Oldenstar has fitted one to his 07 550. I have looked on the roof of my 650 and there are bars across the van in the middle as well as the 2 long rails that run down the sides. 

Oldenstar, did you put your box towards the rear so it could be accessed by the rear ladder or on the centre rails? Point being that I would not fancy walking across the roof from the rear ladder to the middle of the van to access the box otherwise another set of ladders / steps would need to be carried I guess.

Cheers
P


----------



## oldenstar (Nov 9, 2006)

Hi Jon2000 first
When we were looking at motorhomes we did look at 2005 Tribute which had a Top Box fitted at the rear of the roof, accessed by a non-standard type ladder.

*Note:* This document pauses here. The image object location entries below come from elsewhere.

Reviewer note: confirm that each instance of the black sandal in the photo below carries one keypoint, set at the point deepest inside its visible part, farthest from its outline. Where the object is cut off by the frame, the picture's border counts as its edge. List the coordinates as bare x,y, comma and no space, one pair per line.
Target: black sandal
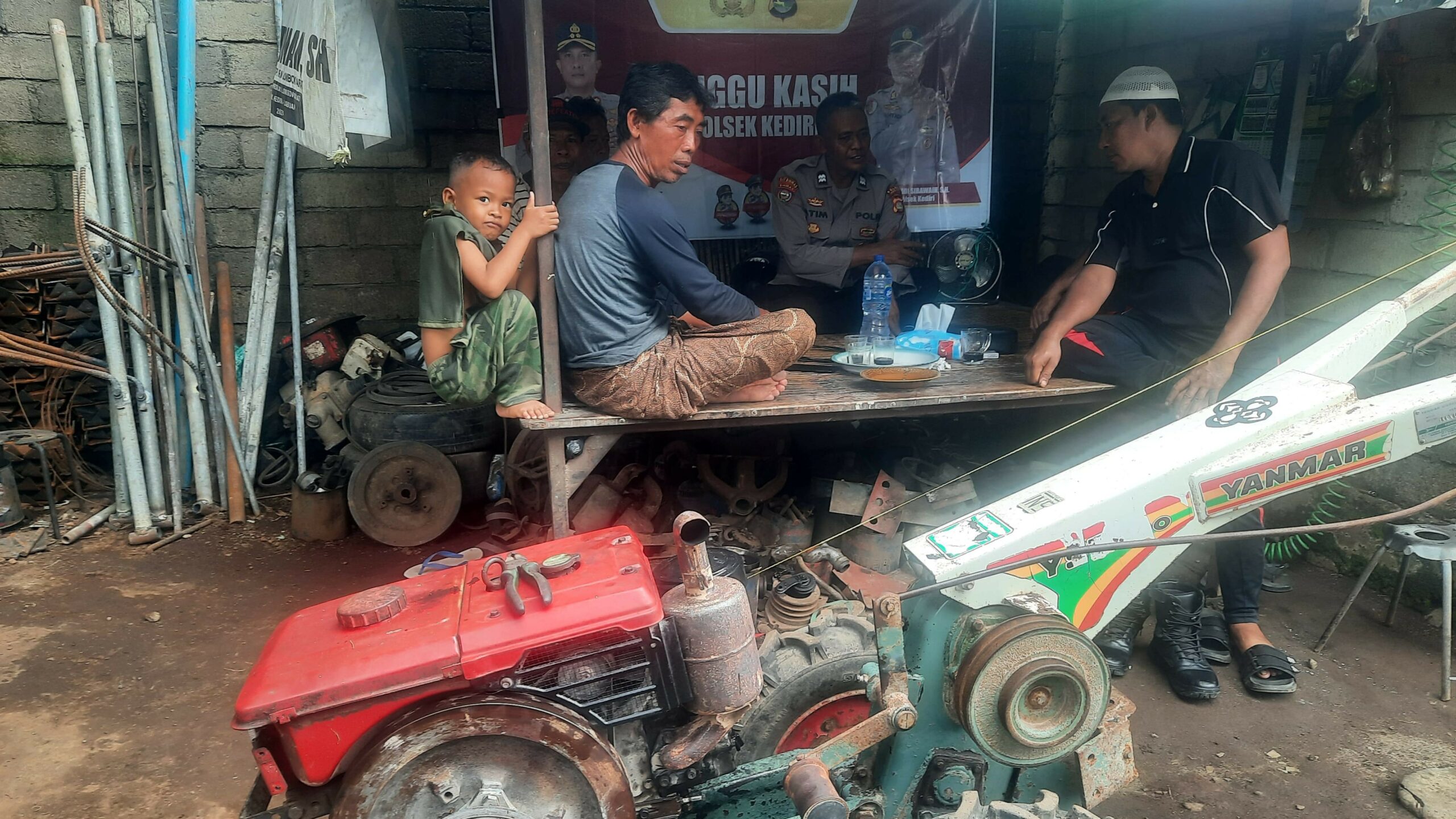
1267,659
1213,637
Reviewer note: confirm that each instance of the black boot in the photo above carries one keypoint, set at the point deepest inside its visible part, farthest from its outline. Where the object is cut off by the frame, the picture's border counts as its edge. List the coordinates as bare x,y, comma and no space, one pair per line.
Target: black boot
1176,642
1116,642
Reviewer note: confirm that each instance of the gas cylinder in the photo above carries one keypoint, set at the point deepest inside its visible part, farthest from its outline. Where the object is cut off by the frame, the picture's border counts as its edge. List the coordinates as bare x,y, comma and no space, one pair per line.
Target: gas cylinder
715,626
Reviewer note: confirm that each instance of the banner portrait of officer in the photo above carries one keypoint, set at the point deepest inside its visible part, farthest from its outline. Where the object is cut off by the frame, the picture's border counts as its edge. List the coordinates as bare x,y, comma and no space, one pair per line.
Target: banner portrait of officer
911,127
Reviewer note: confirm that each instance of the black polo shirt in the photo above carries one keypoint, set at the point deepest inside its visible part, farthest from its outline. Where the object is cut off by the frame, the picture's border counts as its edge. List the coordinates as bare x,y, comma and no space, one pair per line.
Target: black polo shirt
1180,253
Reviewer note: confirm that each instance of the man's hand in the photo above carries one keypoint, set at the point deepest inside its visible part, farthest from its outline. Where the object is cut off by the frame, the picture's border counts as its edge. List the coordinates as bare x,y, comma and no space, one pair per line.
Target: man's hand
537,222
1041,361
1202,385
899,253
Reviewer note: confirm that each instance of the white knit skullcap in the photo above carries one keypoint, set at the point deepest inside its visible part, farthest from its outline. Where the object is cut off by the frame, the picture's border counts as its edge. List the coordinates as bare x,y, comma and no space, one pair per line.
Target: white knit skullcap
1142,82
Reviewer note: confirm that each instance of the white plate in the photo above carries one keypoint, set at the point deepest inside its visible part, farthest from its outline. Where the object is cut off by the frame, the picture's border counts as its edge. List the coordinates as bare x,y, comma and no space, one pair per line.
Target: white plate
903,359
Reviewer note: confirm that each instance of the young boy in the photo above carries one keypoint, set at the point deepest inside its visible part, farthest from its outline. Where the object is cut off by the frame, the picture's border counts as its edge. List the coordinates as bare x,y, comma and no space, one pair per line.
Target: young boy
478,330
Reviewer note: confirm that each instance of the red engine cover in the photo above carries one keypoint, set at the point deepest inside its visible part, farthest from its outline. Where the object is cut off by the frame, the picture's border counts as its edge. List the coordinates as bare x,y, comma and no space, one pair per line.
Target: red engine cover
326,685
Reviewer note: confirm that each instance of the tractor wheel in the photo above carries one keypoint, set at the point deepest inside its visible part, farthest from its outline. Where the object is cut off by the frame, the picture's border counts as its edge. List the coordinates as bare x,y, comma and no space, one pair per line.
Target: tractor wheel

I really don't know if this compromised any hatches on that model as I can't remember the inside.
For you and 650, I wanted extra space to store such things as our recliners etc so I looked at roof boxes, but the rear kitchen roof hatch means access from the rear is not possible without climbing on the roof.
The two roof cross members are between the two roof hatches but, particularly on the smaller 550 there is only about 160cm between the hatches.(Sorry can't remember the exact measure now).
So, courtesy of Price-Drop TV I purchased a telescopic ladder which extends to about 3.4m, plus a few feet of pipe insulation.
I then went to Halfords and after trying a roof box that was fractionally too long to clear the hatches I settled on a Thule Roof Box, I think they call it the Ocean 100, but Halfords called it the Pacific 100.
Crucially the box opens on the offside so mine is fitted near the offside of the van between the two roof hatches.
I extend my ladder, use pipe insulation to cushion the contact points, and can access the box very well.
I had planned to sit my collapsible ladder on top of the existing ladder where it fits very nicely, well secured and locked of course, but I have not yet got a cover for it so at the moment it rides behind the drivers seat.
The ladder is a great bit of kit, very useful for other things, and they are available on the store at this MHF site but a bit too pricey for me.
HTH
Paul


----------



## 99431 (May 27, 2006)

Tribute 650 & Paul,

Thanks for answering.

I have the '06 Trigano which is on an older version of the Ducato. It's a bit (~7") longer than the 550, and ~15" shorter than the 650. There are no cross bars fitted, just the two bars along the edges. Looking at the pictures on the Trigano site, the front, Heki, light must be in about the same place as mine. The kitchen layout looks similar, so I guess the rear light is also in about the same place.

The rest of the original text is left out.